Writing can be precise and clinical, or dreamy and wistful, or quirky and playful. Having a distinct voice gives a book personality, making it stand out in readers’ memories—and in publishers’ inboxes. If you have trouble injecting that personality into your work, read on. We’re going to break it down for both fiction and nonfiction.
In Fiction
Think about who the narrator of your book is. If you’re writing in first person, it’s your main character. If you’re writing in close third person, it’s a narrator who shares your main character’s perspective. Whenever you describe an event, object, person, or landscape, do so through the filter of that character’s opinions and experience.
The cherry trees by the pond were coming into blossom, which was probably romantic and beautiful and whatever for people whose lives weren’t falling apart.
If you’re writing in omniscient third person or even second person, you might often do so in a plain, precise, objective way. The majority of books have unobtrusive third-person narrators who report on events without giving any impression that they are a person in their own right. But the books that get remembered for their voice have narrators with opinions! They comment on what characters are thinking and doing, make dire statements about calamities to come, and sometimes address the reader directly.
He hurried downstairs, unaware that she was, at that very moment, climbing in his bedroom window. This, as we shall see, was entirely characteristic of his love life.

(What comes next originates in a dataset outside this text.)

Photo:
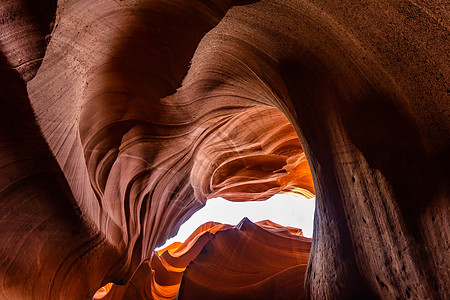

Some books are written from multiple points of view—a tricky feat that first-time authors are often discouraged from trying. It requires writing multiple distinct voices that all come through cleanly in the narration and give the reader a sense of experiencing the story through a different lens with each character. Make sure you have a good grasp on the different ways your characters see the world, and the reasons for those differences.
The street was a joyous confusion of colour, scent and sound. It was rich with flowers, performers, food vendors, and people in their festival best. Agnes slowed her pace as she passed it by, drinking in every detail she could. Surely Aunt Prunella wouldn’t notice just a moment’s delay.
It was the usual festival trash on display, but all the bright-feathered merchants’ brats came flocking to buy and drink and get squeezed out of every last penny. Good pickings, if you had the stomach for all that cheeriness. Roach sneered.
In Nonfiction
You don’t have to flatten your voice just because you’re writing about facts! Here are some examples to get you thinking about how personality and accuracy can work hand in hand:
Sometimes, you are the narrator! You can speak directly to the reader, slipping often into the first person to describe your own experiences and individual perspective on the topic at hand.
Dr. Sato’s research completely upended scientific opinions on this matter. And on the day I met him at his lab, he completely upended my ideas of what a scientist should be.
You can write in the second person, predicting the reader’s experiences and responding to them.
Cooking on a weeknight is hard. Here’s a recipe you can whip together between hockey practice and ballet lessons.
Even in a more typical third-person narration, you can inject some voice by giving your narrator a distinct perspective on the world, à la David Attenborough.
Overpopulation drives deer to eat many low-quality forage plants that offer little in the way of nutrition. This frequently includes garden plants marketed as “deer resistant.” The deer, unfortunately, cannot read the labels and must suffer the resultant stomach-ache.
Tips to Find Your Voice
- Figure out who your narrator is and how they feel about matters at hand. Do they know more than the reader does? Have they already “written” to the end, or are they experiencing things alongside us?
- As an exercise, have them write you a letter about the state of affairs within your book.
- If you want an extremely distinct narrator who comments on the story without appearing in it, give them a name. A fantastic example of this technique taken to its limits is Lemony Snicket…but you don’t need to go so far as to build a pseudonymous alter-ego for yourself. Simply thinking of your narrator as a secret, invisible character will do.
- Examine every paragraph and ask, “How does my narrator feel about this?”
- If you’re writing in the third person, it can be hard to develop the knack of writing through the filter of a narrator’s experiences and opinions. To practice the skill, try re-writing some passages in the first person and see what comes up.
- If you’re writing fiction and the above advice isn’t helping, ask yourself if your character’s opinions and perspective are too bland. If they don’t have anything in particular to say about world events, their place in society, the problem at hand, or the characters they’re interacting with, dig deeper. Give them reasons to hold opinions, hopes, and even grudges. Then let those come through in your writing.
- You might opt to give your narrator distinct speech patterns or turns of phrase like slang, malapropisms, regionalisms, a smattering of words from their maternal language, a sarcastic worldview, or a propensity for puns and jokes.
- Some narrators are unreliable! If you really want to have fun with a narrator who interacts with the story and how it’s told, try writing one who gives false reports to the reader. The trick, of course, is to make them eventually give themselves away as unreliable.